Luxury is rarely experienced by contemporary Cubans. In fact, it seems so remote that even the idea of design, as we understand the term, seems like a luxury. Cuba is a society that has had to rely on self-sufficiency to survive – blockaded by America and isolated from a dwindling community of sympathetic states, it remains an anachronistic emblem of the once noble ideals of Marxist philosophy. Moreover, in the years following the breakdown of the Soviet Union, Cuba’s economy effectively collapsed. With a drop of a third in sugar sales since 1989, the country was left in an increasingly volatile condition.
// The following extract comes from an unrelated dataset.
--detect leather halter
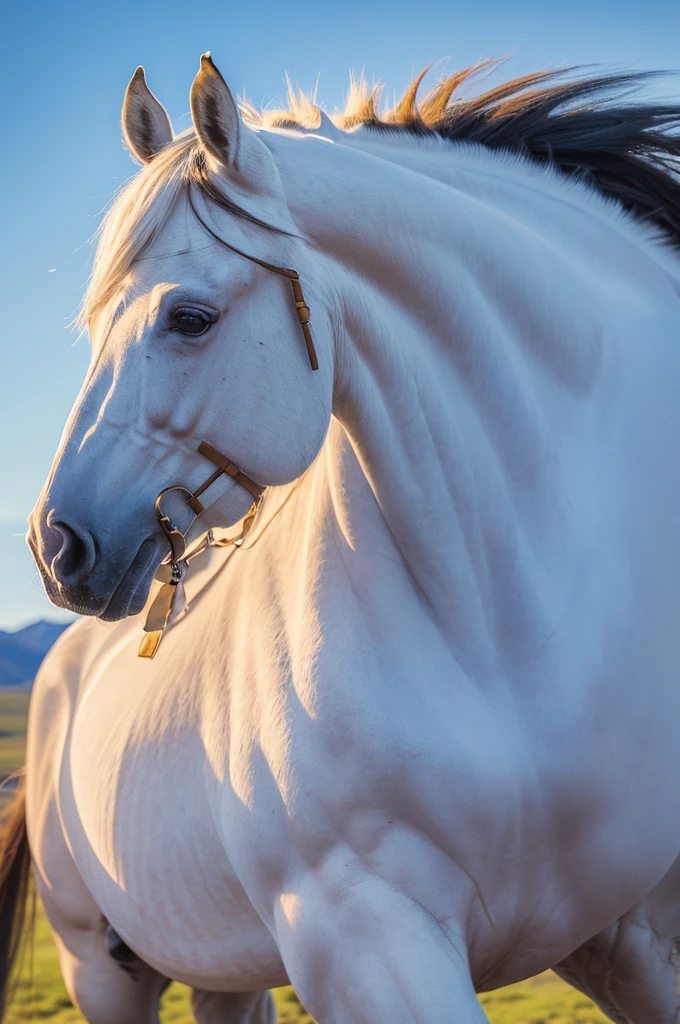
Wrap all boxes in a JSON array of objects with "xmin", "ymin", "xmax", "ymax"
[{"xmin": 137, "ymin": 244, "xmax": 318, "ymax": 657}]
Under such circumstances necessity begets more than just invention: it has moved people to create a particular visual language in a time when large-scale industry had to be substituted for domestic, hand-made production. Waste itself being a form of luxury, materials were used again to create essential articles: glass jars were turned into paraffin lamps (used in the frequent blackouts), and bottles into wine glasses (which given the high price of wine will probably never be used).
From the safe distance of a western perspective, these objects seem desperately romantic and exotic, holding a lyrical beauty that obscures the predicament they were made to address. Yet even stranger is the way in which these commodities are perceived by Cubans. In recent years the economy has been boosted, partly by a more liberal approach towards Cubans owning and doing business in dollars, with the result that once other goods became available these improvised objects disappeared from the market. Today they have almost become collectors’ items, signifying a period of great inventiveness and creativity rather than one dominated by difficulty and lack.
Moreover, when displayed in a gallery space, the different articles begin to allude to much more than their actual purpose. They indicate two integral functions of the museum. One is the archaeology of the everyday, of which these objects have so quickly become part – remnants of a recent past. The other is the power of the museum to give value to commonplace objects and to provide them with aura and worth. Inventory reflects this multi-layered situation; several groupings of the same object have been set in display cases, with the series alluding to museum taxonomies and the notion of the collection. The work exists as a record of these articles and of their history. Within the framework of this exhibition we are given the opportunity to witness how, in the face of great odds, ingenuity may lead to the creation of a most unique aesthetic.
Gabinete Ordo Amoris are Francis Acea and Diango Hernández, artists and designers who live and work in Havana, Cuba. They are committed in their work to the incorporation of disciplines such as sociology, archaeology and design with the purpose of reflecting the mood and perceptions of their society.